The Franck–Condon principle has a well-established semiclassical interpretation based on the original contributions of James Franck. Electronic transitions are relatively instantaneous compared with the time scale of nuclear motions, therefore if the molecule is to move to a new vibrational level during the electronic transition, this new vibrational level must be instantaneously compatible with the nuclear positions and momenta of the vibrational level of the molecule in the originating electronic state. In the semiclassical picture of vibrations (oscillations) of a simple harmonic oscillator, the necessary conditions can occur at the turning points, where the momentum is zero.

Classically, the Franck–Condon principle is the approximation that an electronic transition is most likely to occur without changes in the positions of the nuclei in the molecular entity and its environment. The resulting state is called a Franck–Condon state, and the transition involved, a vertical transition. The quantum mechanical formulation of this principle is that the intensity of a vibronic transition is proportional to the square of the overlap integral between the vibrational wavefunctions of the two states that are involved in the transition.
— IUPAC Compendium of Chemical Terminology, 2nd Edition (1997)

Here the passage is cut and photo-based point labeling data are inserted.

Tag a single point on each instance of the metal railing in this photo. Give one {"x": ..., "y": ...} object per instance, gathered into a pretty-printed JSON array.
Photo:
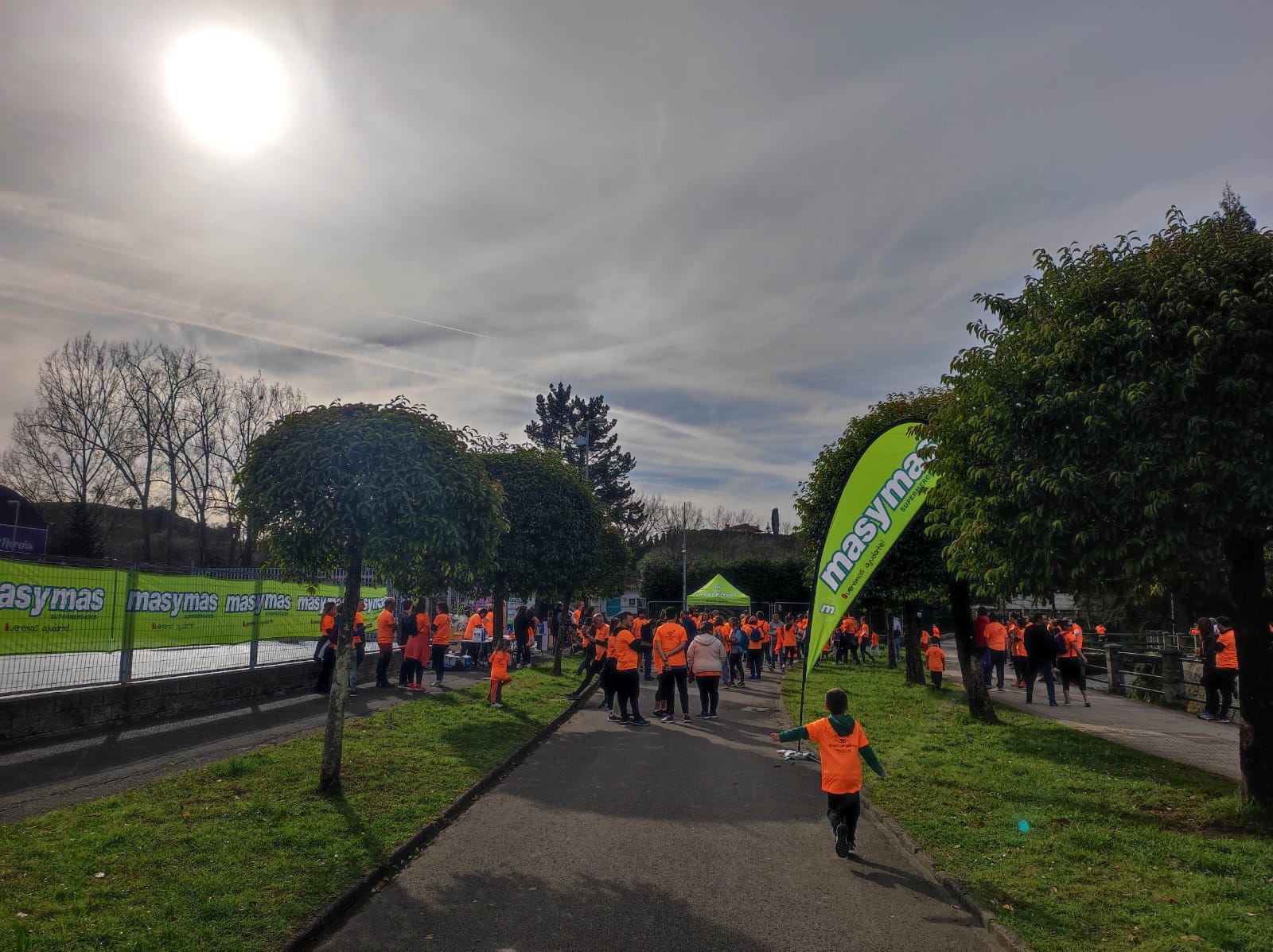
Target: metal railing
[{"x": 1156, "y": 667}]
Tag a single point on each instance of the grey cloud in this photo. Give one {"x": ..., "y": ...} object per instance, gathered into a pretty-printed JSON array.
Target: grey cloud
[{"x": 742, "y": 222}]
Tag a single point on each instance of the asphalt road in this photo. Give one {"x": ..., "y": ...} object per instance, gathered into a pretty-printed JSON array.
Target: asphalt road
[{"x": 661, "y": 837}]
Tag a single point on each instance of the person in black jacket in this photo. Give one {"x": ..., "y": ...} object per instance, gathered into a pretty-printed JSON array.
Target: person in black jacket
[{"x": 1041, "y": 653}]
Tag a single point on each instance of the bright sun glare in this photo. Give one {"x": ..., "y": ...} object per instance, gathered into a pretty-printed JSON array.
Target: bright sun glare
[{"x": 228, "y": 88}]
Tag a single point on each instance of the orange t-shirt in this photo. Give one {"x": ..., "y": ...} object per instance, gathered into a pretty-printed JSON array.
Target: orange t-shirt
[
  {"x": 1018, "y": 644},
  {"x": 1226, "y": 651},
  {"x": 500, "y": 665},
  {"x": 625, "y": 655},
  {"x": 842, "y": 765},
  {"x": 385, "y": 628},
  {"x": 996, "y": 636},
  {"x": 442, "y": 629},
  {"x": 668, "y": 636}
]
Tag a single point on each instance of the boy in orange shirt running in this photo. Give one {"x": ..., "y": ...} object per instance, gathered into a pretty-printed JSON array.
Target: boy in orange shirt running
[
  {"x": 936, "y": 665},
  {"x": 843, "y": 746},
  {"x": 500, "y": 676}
]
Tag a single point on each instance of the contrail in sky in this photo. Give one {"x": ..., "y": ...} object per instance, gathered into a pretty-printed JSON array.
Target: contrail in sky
[{"x": 430, "y": 324}]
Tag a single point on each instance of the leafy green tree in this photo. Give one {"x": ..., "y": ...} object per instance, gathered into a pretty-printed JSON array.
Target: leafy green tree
[
  {"x": 914, "y": 573},
  {"x": 1115, "y": 418},
  {"x": 387, "y": 488},
  {"x": 562, "y": 419},
  {"x": 555, "y": 536}
]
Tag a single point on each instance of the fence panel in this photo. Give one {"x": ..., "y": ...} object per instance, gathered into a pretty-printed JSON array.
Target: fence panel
[{"x": 69, "y": 627}]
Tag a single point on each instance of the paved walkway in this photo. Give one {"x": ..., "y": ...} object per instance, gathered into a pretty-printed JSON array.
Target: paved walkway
[
  {"x": 1164, "y": 732},
  {"x": 37, "y": 776},
  {"x": 666, "y": 837}
]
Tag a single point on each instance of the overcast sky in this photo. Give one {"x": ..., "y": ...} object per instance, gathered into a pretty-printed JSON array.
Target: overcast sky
[{"x": 742, "y": 222}]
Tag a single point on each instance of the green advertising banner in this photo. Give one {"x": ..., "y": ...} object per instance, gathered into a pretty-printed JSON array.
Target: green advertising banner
[
  {"x": 64, "y": 608},
  {"x": 884, "y": 492}
]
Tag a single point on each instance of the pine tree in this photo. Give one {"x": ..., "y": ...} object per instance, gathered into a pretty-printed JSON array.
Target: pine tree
[
  {"x": 82, "y": 538},
  {"x": 1232, "y": 212},
  {"x": 562, "y": 419}
]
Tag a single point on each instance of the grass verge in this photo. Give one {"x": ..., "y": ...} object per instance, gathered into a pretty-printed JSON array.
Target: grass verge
[
  {"x": 239, "y": 854},
  {"x": 1122, "y": 850}
]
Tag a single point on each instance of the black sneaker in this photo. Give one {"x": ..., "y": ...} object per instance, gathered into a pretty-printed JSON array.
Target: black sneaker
[{"x": 842, "y": 840}]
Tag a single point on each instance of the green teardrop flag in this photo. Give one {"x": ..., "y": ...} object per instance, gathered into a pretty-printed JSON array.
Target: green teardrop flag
[{"x": 884, "y": 492}]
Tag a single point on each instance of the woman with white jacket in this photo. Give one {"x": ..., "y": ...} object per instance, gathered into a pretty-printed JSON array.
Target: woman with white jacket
[{"x": 707, "y": 659}]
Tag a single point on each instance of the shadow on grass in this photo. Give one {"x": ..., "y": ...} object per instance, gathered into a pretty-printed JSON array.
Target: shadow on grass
[{"x": 358, "y": 830}]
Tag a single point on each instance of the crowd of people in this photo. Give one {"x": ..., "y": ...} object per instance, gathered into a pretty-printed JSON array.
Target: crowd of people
[
  {"x": 716, "y": 651},
  {"x": 713, "y": 652}
]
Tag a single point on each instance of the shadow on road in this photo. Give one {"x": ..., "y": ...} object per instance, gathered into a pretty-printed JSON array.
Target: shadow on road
[{"x": 524, "y": 913}]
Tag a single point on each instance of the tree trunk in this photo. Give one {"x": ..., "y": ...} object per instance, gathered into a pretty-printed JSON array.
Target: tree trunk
[
  {"x": 146, "y": 530},
  {"x": 914, "y": 659},
  {"x": 563, "y": 633},
  {"x": 978, "y": 697},
  {"x": 498, "y": 596},
  {"x": 172, "y": 508},
  {"x": 334, "y": 737},
  {"x": 1245, "y": 557}
]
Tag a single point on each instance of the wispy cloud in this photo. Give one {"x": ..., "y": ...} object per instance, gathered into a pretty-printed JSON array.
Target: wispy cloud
[{"x": 738, "y": 222}]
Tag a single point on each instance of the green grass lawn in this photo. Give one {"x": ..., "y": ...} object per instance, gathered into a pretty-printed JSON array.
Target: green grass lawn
[
  {"x": 237, "y": 856},
  {"x": 1123, "y": 850}
]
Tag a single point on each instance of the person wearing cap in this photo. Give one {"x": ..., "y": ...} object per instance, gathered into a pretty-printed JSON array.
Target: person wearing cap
[
  {"x": 842, "y": 744},
  {"x": 1220, "y": 680}
]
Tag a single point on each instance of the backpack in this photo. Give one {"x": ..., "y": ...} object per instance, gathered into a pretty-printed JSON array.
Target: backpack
[{"x": 407, "y": 628}]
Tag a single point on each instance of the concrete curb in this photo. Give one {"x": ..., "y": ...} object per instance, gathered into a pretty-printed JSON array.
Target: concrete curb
[
  {"x": 952, "y": 886},
  {"x": 345, "y": 903}
]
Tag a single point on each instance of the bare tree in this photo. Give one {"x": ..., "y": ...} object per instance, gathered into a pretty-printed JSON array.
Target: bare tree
[
  {"x": 252, "y": 405},
  {"x": 54, "y": 452},
  {"x": 201, "y": 457},
  {"x": 723, "y": 519}
]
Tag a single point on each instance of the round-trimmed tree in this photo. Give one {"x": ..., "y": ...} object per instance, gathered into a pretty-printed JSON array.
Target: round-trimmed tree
[
  {"x": 554, "y": 525},
  {"x": 382, "y": 487}
]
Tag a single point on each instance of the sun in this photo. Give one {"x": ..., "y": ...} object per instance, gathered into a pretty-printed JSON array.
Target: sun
[{"x": 228, "y": 88}]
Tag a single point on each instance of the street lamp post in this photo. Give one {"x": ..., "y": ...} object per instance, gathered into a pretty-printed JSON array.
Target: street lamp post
[
  {"x": 684, "y": 597},
  {"x": 585, "y": 443}
]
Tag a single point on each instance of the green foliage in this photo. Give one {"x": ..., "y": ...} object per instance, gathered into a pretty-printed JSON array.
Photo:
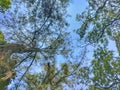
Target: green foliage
[
  {"x": 101, "y": 27},
  {"x": 4, "y": 4},
  {"x": 2, "y": 40}
]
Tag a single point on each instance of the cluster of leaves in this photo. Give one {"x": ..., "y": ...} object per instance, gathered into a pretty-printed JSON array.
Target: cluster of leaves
[
  {"x": 100, "y": 24},
  {"x": 4, "y": 4}
]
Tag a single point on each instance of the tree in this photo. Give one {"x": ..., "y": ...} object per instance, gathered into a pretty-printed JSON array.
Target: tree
[
  {"x": 100, "y": 25},
  {"x": 36, "y": 34},
  {"x": 4, "y": 5}
]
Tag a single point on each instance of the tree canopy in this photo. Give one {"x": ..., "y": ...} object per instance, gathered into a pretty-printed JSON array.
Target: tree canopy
[{"x": 34, "y": 35}]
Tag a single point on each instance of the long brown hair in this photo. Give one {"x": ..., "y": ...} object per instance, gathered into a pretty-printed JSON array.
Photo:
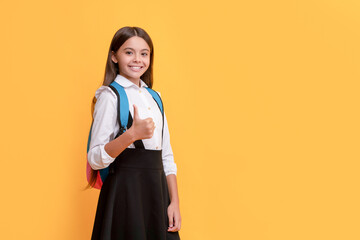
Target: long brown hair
[{"x": 112, "y": 69}]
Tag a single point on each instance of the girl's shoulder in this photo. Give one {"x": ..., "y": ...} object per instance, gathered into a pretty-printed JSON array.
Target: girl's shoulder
[{"x": 105, "y": 92}]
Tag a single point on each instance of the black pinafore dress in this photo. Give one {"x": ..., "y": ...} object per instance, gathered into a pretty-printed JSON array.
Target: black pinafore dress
[{"x": 134, "y": 198}]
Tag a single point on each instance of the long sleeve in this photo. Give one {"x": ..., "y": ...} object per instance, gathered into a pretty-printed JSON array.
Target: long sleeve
[
  {"x": 167, "y": 153},
  {"x": 105, "y": 117}
]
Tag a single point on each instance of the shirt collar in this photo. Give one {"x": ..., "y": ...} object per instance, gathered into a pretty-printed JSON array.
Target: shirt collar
[{"x": 123, "y": 81}]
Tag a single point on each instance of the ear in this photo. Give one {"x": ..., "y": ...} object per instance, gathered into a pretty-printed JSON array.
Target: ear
[{"x": 113, "y": 58}]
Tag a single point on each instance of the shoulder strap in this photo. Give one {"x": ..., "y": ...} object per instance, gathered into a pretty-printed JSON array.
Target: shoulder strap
[
  {"x": 123, "y": 108},
  {"x": 159, "y": 102},
  {"x": 123, "y": 105}
]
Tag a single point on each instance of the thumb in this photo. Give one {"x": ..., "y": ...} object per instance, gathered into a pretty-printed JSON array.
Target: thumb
[{"x": 136, "y": 114}]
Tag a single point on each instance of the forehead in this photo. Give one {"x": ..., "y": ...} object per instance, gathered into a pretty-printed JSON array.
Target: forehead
[{"x": 136, "y": 43}]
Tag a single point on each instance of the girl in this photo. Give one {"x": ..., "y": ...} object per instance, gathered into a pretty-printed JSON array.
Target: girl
[{"x": 139, "y": 198}]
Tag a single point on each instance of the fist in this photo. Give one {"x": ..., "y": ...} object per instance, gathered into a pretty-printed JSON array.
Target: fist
[{"x": 142, "y": 128}]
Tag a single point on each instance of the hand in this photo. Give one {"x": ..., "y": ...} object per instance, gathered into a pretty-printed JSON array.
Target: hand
[
  {"x": 174, "y": 217},
  {"x": 142, "y": 128}
]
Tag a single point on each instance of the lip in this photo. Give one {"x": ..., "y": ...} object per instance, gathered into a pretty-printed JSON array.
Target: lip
[{"x": 135, "y": 70}]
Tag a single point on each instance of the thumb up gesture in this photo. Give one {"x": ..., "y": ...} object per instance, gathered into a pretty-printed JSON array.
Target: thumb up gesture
[{"x": 142, "y": 128}]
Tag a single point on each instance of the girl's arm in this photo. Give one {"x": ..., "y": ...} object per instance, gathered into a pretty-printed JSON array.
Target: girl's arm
[
  {"x": 173, "y": 191},
  {"x": 119, "y": 144},
  {"x": 140, "y": 129}
]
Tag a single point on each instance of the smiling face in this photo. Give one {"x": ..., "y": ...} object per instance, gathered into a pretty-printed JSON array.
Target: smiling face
[{"x": 133, "y": 58}]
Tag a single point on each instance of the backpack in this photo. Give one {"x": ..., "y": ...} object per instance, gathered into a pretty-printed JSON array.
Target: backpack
[{"x": 123, "y": 117}]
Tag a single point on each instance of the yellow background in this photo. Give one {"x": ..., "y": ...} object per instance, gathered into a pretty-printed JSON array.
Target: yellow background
[{"x": 262, "y": 100}]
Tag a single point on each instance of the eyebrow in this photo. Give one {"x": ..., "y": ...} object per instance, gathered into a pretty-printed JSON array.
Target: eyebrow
[{"x": 134, "y": 49}]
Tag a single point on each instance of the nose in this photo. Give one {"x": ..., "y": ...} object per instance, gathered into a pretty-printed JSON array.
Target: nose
[{"x": 136, "y": 58}]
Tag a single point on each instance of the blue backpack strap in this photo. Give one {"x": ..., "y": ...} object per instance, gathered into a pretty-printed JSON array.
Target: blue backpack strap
[
  {"x": 122, "y": 113},
  {"x": 159, "y": 102},
  {"x": 123, "y": 105}
]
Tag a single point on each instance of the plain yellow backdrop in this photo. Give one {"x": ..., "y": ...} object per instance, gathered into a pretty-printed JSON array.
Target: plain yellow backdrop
[{"x": 262, "y": 100}]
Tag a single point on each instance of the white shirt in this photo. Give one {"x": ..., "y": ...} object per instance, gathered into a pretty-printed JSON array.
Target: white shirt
[{"x": 106, "y": 125}]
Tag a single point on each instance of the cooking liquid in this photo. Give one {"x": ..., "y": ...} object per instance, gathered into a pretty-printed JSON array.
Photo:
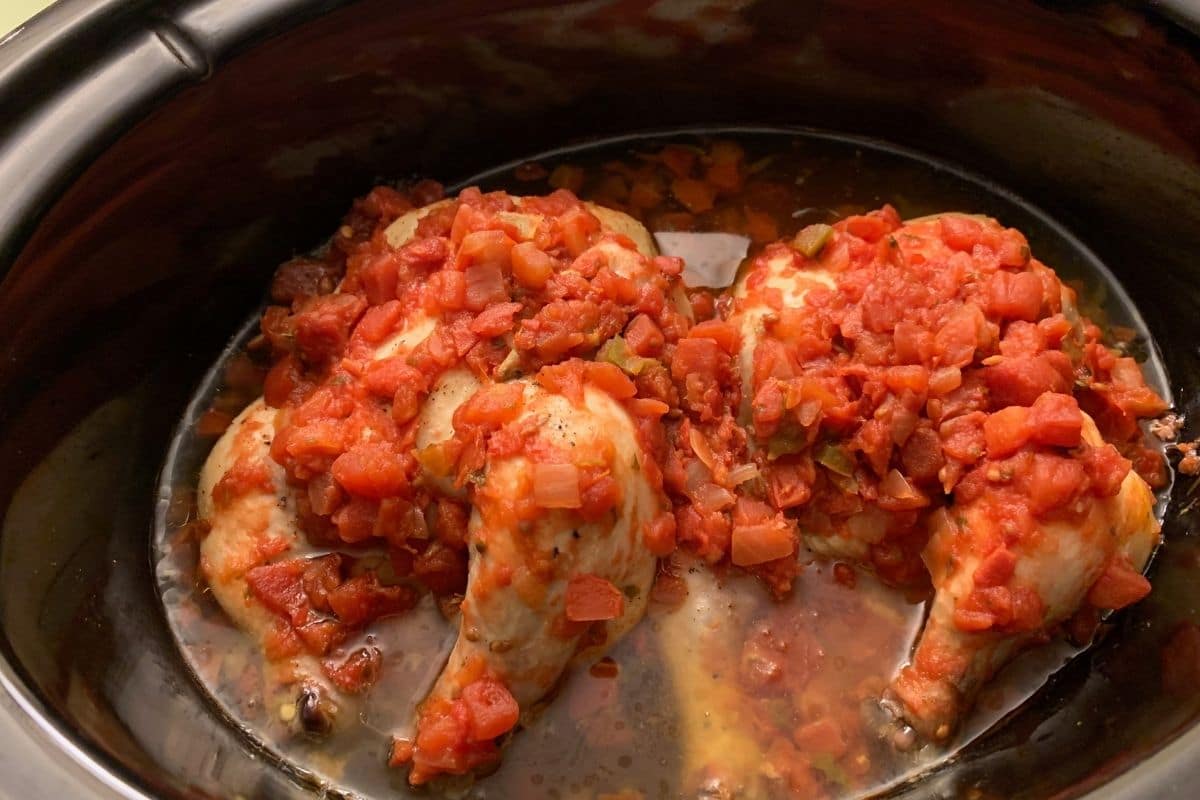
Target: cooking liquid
[{"x": 633, "y": 723}]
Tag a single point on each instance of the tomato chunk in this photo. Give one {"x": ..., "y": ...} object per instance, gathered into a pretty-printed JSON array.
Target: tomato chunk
[
  {"x": 592, "y": 599},
  {"x": 491, "y": 709},
  {"x": 1056, "y": 420}
]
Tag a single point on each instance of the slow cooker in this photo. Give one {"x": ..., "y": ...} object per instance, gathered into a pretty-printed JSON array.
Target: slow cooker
[{"x": 159, "y": 157}]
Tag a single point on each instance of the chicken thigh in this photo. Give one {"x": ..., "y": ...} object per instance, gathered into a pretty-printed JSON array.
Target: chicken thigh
[
  {"x": 995, "y": 593},
  {"x": 558, "y": 571}
]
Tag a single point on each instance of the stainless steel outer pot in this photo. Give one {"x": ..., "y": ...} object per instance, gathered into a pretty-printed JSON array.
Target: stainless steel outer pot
[{"x": 159, "y": 157}]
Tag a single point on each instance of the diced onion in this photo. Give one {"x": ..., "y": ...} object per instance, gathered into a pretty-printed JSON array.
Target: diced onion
[
  {"x": 697, "y": 475},
  {"x": 898, "y": 486},
  {"x": 711, "y": 497},
  {"x": 743, "y": 473},
  {"x": 556, "y": 486}
]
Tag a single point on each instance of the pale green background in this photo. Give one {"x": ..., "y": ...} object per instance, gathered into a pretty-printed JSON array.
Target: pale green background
[{"x": 15, "y": 12}]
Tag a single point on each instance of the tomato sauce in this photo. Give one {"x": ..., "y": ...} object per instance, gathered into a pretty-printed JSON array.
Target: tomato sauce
[{"x": 885, "y": 398}]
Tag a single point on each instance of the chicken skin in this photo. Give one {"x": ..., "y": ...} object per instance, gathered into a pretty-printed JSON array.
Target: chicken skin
[
  {"x": 996, "y": 593},
  {"x": 557, "y": 572},
  {"x": 552, "y": 479}
]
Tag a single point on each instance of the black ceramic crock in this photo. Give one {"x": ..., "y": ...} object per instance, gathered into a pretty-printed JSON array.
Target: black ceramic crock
[{"x": 159, "y": 157}]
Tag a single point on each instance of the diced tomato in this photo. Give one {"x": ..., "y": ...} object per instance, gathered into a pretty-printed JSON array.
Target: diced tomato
[
  {"x": 761, "y": 542},
  {"x": 355, "y": 521},
  {"x": 448, "y": 288},
  {"x": 1054, "y": 482},
  {"x": 609, "y": 378},
  {"x": 790, "y": 483},
  {"x": 379, "y": 322},
  {"x": 660, "y": 534},
  {"x": 577, "y": 226},
  {"x": 323, "y": 325},
  {"x": 1119, "y": 585},
  {"x": 1056, "y": 420},
  {"x": 378, "y": 277},
  {"x": 699, "y": 356},
  {"x": 492, "y": 405},
  {"x": 442, "y": 569},
  {"x": 996, "y": 569},
  {"x": 1107, "y": 469},
  {"x": 645, "y": 337},
  {"x": 1007, "y": 431},
  {"x": 726, "y": 335},
  {"x": 449, "y": 523},
  {"x": 280, "y": 588},
  {"x": 371, "y": 470},
  {"x": 385, "y": 377},
  {"x": 960, "y": 232},
  {"x": 491, "y": 709},
  {"x": 592, "y": 599},
  {"x": 1020, "y": 380},
  {"x": 361, "y": 600},
  {"x": 1015, "y": 295}
]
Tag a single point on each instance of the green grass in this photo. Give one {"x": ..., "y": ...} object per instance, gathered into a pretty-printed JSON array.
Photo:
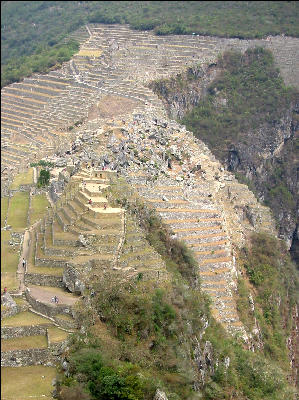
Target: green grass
[
  {"x": 4, "y": 208},
  {"x": 23, "y": 343},
  {"x": 27, "y": 47},
  {"x": 39, "y": 204},
  {"x": 25, "y": 178},
  {"x": 56, "y": 335},
  {"x": 25, "y": 318},
  {"x": 18, "y": 210},
  {"x": 22, "y": 382},
  {"x": 9, "y": 263}
]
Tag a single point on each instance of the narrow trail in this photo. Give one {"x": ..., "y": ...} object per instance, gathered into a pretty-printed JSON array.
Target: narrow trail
[{"x": 25, "y": 252}]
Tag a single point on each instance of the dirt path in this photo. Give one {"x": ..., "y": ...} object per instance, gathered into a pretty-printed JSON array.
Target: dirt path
[
  {"x": 25, "y": 253},
  {"x": 45, "y": 294}
]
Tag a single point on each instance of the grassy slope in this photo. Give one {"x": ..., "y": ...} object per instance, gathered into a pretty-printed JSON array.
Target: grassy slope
[
  {"x": 9, "y": 262},
  {"x": 24, "y": 382},
  {"x": 18, "y": 211},
  {"x": 148, "y": 333},
  {"x": 37, "y": 28},
  {"x": 25, "y": 178},
  {"x": 39, "y": 204}
]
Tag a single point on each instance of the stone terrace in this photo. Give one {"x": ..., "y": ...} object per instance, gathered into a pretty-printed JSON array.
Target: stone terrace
[
  {"x": 200, "y": 202},
  {"x": 115, "y": 60}
]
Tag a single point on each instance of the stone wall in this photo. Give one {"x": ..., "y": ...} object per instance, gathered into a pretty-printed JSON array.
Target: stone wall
[
  {"x": 9, "y": 332},
  {"x": 47, "y": 357},
  {"x": 44, "y": 280},
  {"x": 47, "y": 309},
  {"x": 19, "y": 358}
]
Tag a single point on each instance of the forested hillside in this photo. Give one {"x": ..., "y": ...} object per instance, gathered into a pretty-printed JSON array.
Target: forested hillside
[
  {"x": 32, "y": 32},
  {"x": 249, "y": 119}
]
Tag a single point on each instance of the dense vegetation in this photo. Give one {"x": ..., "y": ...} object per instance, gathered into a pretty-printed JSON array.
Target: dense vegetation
[
  {"x": 273, "y": 281},
  {"x": 37, "y": 28},
  {"x": 246, "y": 98},
  {"x": 141, "y": 336},
  {"x": 249, "y": 92}
]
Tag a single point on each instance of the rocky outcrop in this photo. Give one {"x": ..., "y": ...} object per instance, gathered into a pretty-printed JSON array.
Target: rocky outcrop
[{"x": 265, "y": 156}]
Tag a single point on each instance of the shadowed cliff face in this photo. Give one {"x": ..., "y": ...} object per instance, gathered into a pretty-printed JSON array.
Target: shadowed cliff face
[{"x": 262, "y": 152}]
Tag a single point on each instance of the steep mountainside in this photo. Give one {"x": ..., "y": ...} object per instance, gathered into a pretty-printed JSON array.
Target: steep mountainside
[
  {"x": 171, "y": 279},
  {"x": 241, "y": 108}
]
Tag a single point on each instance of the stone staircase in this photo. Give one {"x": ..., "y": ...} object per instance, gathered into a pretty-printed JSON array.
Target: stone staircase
[{"x": 113, "y": 60}]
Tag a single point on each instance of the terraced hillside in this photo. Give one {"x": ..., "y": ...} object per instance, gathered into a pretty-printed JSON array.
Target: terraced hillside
[
  {"x": 96, "y": 119},
  {"x": 38, "y": 114}
]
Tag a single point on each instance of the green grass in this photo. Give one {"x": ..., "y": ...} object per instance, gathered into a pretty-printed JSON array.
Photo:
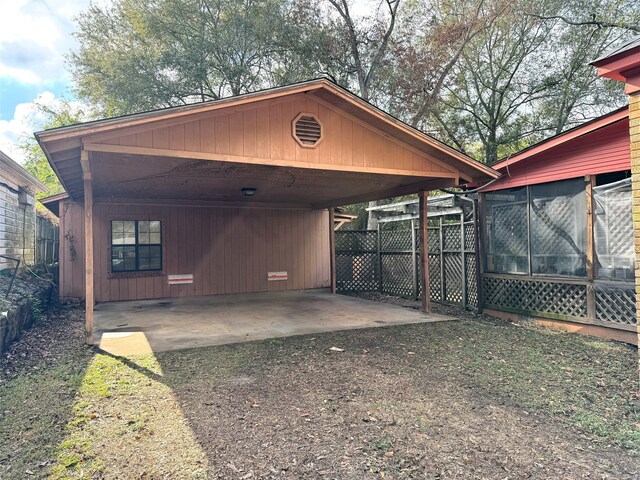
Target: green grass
[{"x": 71, "y": 419}]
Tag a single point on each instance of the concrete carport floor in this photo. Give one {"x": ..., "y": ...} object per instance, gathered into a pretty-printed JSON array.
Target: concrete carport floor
[{"x": 138, "y": 327}]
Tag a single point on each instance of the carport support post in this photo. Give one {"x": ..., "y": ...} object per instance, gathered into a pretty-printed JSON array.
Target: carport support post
[
  {"x": 88, "y": 244},
  {"x": 332, "y": 249},
  {"x": 424, "y": 252}
]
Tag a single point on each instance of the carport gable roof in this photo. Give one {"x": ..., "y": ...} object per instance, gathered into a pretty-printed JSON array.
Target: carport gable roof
[{"x": 114, "y": 137}]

In the quantum mechanical picture, the vibrational levels and vibrational wavefunctions are those of quantum harmonic oscillators, or of more complex approximations to the potential energy of molecules, such as the Morse potential. Figure 1 illustrates the Franck–Condon principle for vibronic transitions in a molecule with Morse-like potential energy functions in both the ground and excited electronic states. In the low temperature approximation, the molecule starts out in the v = 0 vibrational level of the ground electronic state and upon absorbing a photon of the necessary energy, makes a transition to the excited electronic state. The electron configuration of the new state may result in a shift of the equilibrium position of the nuclei constituting the molecule. In Figure 3 this shift in nuclear coordinates between the ground and the first excited state is labeled as q_{01}. In the simplest case of a diatomic molecule the nuclear coordinates axis refers to the internuclear separation. The vibronic transition is indicated by a vertical arrow due to the assumption of constant nuclear coordinates during the transition. The probability that the molecule can end up in any particular vibrational level is proportional to the square of the (vertical) overlap of the vibrational wavefunctions of the original and final state (see Quantum mechanical formulation section below). In the electronic excited state molecules quickly relax to the lowest vibrational level of the lowest electronic excitation state (Kasha's rule), and from there can decay to the electronic ground state via photon emission. The Franck–Condon principle is applied equally to absorption and to fluorescence.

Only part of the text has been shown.